(Business in Cameroon) - In a report entitled “Africa’s changing infrastructure landscape”, Deloitte, one the four main audit and consultancy firms in the world, revealed that at the end of 2016, Cameroon, a country presented as the economic engine of Central Africa, housed on its own 54% of the major infrastructure projects listed in the sub-region.
Moreover, in the biggest projects top 10 in terms of financial costs, the report highlights, Cameroon has five projects (Lom Pangar, Memvé’élé and Mentchum dams, the Yaoundé-Douala motorway and the deep water port of Limbe), against three for the Democratic Republic of Congo and two for Gabon. At the continental level, 24 of the largest infrastructure projects under development are located in Central Africa (Cameroon, Congo, CAR, Chad, Equatorial Guinea, Spa Tomé & Principe and DR Congo). Which represents, we learned, 8.4% of the projects, for an estimated global cost of USD 7 billion (over FCfa 4,000 billion), equivalent to 2.2% of the global infrastructure project envelope in Africa.
This number of projects and volumes of corresponding investments, Deloitte points out, are however “definitely less important” than in 2015 and 2014, due to the drop in international prices for commodities and the suspension of some large scale projects. Among he two projects listed by the audit and consultancy firm, is the project for the mining of the Mbalam iron deposit, located astride Congo and Cameroon.

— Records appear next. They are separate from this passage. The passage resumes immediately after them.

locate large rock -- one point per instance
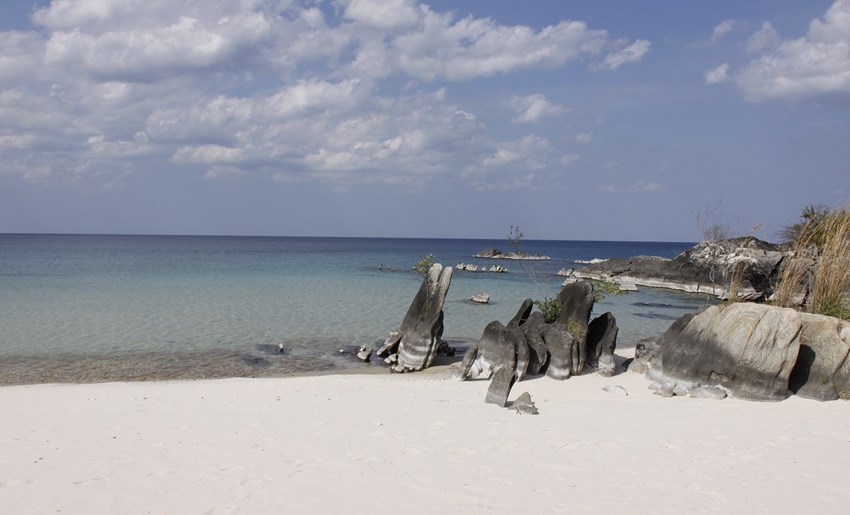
(822, 371)
(750, 349)
(566, 338)
(601, 343)
(422, 327)
(563, 351)
(533, 329)
(708, 267)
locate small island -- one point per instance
(494, 253)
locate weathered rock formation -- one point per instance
(754, 351)
(417, 341)
(528, 345)
(494, 253)
(751, 265)
(481, 298)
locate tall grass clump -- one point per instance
(818, 271)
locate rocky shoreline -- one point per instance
(745, 349)
(494, 253)
(707, 268)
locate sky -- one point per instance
(574, 119)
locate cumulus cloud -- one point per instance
(630, 54)
(721, 30)
(717, 75)
(764, 39)
(292, 90)
(584, 137)
(816, 64)
(533, 108)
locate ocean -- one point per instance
(88, 308)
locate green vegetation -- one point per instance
(550, 308)
(424, 264)
(817, 274)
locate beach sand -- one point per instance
(413, 443)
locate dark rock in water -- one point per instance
(656, 316)
(523, 405)
(601, 343)
(533, 329)
(365, 353)
(522, 313)
(500, 386)
(469, 360)
(390, 345)
(705, 268)
(750, 349)
(422, 328)
(481, 298)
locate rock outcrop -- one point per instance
(755, 351)
(751, 265)
(417, 341)
(494, 253)
(527, 345)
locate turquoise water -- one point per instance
(92, 308)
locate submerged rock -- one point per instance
(422, 327)
(708, 267)
(481, 298)
(523, 405)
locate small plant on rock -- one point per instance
(550, 308)
(424, 264)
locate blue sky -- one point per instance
(611, 120)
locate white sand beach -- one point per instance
(416, 443)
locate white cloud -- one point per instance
(717, 75)
(384, 14)
(630, 54)
(291, 90)
(647, 187)
(584, 137)
(533, 108)
(128, 41)
(766, 38)
(817, 64)
(722, 29)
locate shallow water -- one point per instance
(92, 308)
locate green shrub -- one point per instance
(603, 287)
(424, 264)
(550, 308)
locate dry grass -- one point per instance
(823, 288)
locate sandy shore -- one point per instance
(413, 444)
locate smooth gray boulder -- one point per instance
(601, 343)
(822, 371)
(500, 386)
(481, 298)
(466, 366)
(533, 329)
(566, 338)
(422, 327)
(748, 348)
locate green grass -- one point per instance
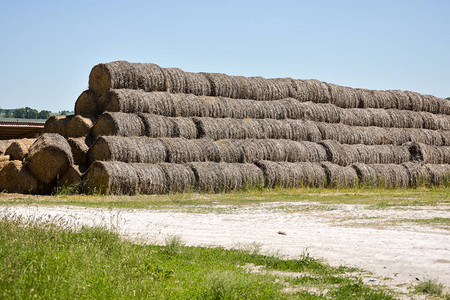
(43, 261)
(376, 198)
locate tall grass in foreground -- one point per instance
(46, 262)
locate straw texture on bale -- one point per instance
(57, 124)
(439, 174)
(383, 175)
(127, 149)
(125, 178)
(86, 103)
(79, 126)
(79, 148)
(339, 176)
(344, 155)
(253, 150)
(19, 148)
(291, 175)
(179, 178)
(119, 124)
(224, 177)
(15, 178)
(122, 74)
(49, 157)
(418, 174)
(429, 154)
(71, 178)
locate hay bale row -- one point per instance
(429, 154)
(344, 155)
(19, 148)
(49, 157)
(291, 175)
(150, 77)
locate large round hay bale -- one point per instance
(79, 147)
(15, 178)
(179, 178)
(57, 124)
(439, 174)
(19, 149)
(429, 154)
(225, 177)
(117, 123)
(79, 126)
(122, 74)
(382, 175)
(86, 104)
(291, 175)
(49, 157)
(127, 149)
(338, 176)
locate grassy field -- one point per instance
(376, 198)
(41, 261)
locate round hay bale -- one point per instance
(338, 176)
(57, 124)
(117, 123)
(225, 177)
(125, 75)
(19, 149)
(179, 178)
(428, 154)
(439, 174)
(15, 178)
(292, 175)
(79, 148)
(79, 126)
(418, 174)
(382, 175)
(86, 104)
(135, 101)
(127, 149)
(49, 157)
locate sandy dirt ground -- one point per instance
(390, 243)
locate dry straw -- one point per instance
(253, 150)
(15, 178)
(382, 175)
(79, 148)
(87, 103)
(338, 176)
(344, 155)
(291, 175)
(19, 148)
(429, 154)
(49, 157)
(225, 177)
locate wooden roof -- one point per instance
(17, 130)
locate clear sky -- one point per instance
(47, 48)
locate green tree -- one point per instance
(43, 114)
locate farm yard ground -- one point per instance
(400, 237)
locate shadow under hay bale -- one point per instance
(225, 177)
(382, 175)
(57, 124)
(87, 104)
(292, 175)
(338, 176)
(15, 178)
(19, 149)
(439, 174)
(49, 157)
(79, 126)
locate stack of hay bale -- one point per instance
(145, 129)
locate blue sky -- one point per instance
(49, 47)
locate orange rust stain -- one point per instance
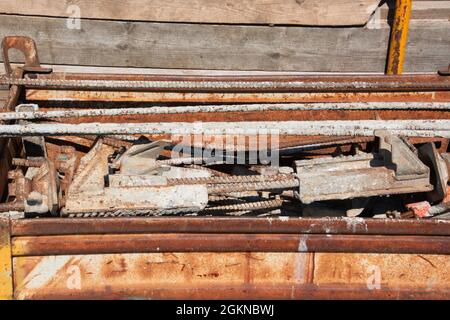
(396, 270)
(114, 267)
(66, 95)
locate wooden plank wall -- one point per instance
(297, 35)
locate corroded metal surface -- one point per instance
(232, 276)
(46, 226)
(6, 284)
(33, 115)
(243, 83)
(415, 128)
(192, 242)
(101, 96)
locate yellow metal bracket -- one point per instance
(6, 278)
(399, 37)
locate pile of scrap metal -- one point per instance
(66, 165)
(123, 178)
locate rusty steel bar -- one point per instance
(6, 276)
(251, 291)
(247, 206)
(286, 183)
(370, 226)
(399, 37)
(221, 97)
(27, 162)
(241, 83)
(33, 115)
(192, 242)
(11, 206)
(418, 128)
(230, 179)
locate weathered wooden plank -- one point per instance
(304, 12)
(193, 46)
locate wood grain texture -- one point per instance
(192, 46)
(304, 12)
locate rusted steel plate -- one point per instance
(170, 242)
(6, 283)
(160, 97)
(80, 226)
(230, 276)
(430, 272)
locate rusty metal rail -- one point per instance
(241, 83)
(356, 226)
(5, 116)
(193, 242)
(417, 128)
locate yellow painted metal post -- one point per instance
(399, 37)
(6, 280)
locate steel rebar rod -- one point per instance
(288, 183)
(34, 115)
(229, 179)
(247, 206)
(418, 128)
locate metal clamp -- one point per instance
(444, 71)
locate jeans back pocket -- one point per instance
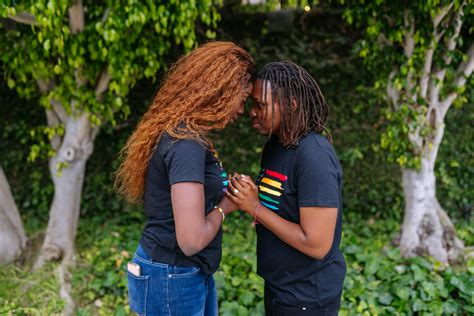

Indeed, at the end of 2015, while the Cameroonian government was getting ready to sign with the company China Ghezouba a contract for the construction of infrastructure (500 km railroad and ore terminal at the deep water port of Kribi) linked to this mining project, the Chinese side withdrew at the last minute; arguing an international business environment unfavorable for iron ore.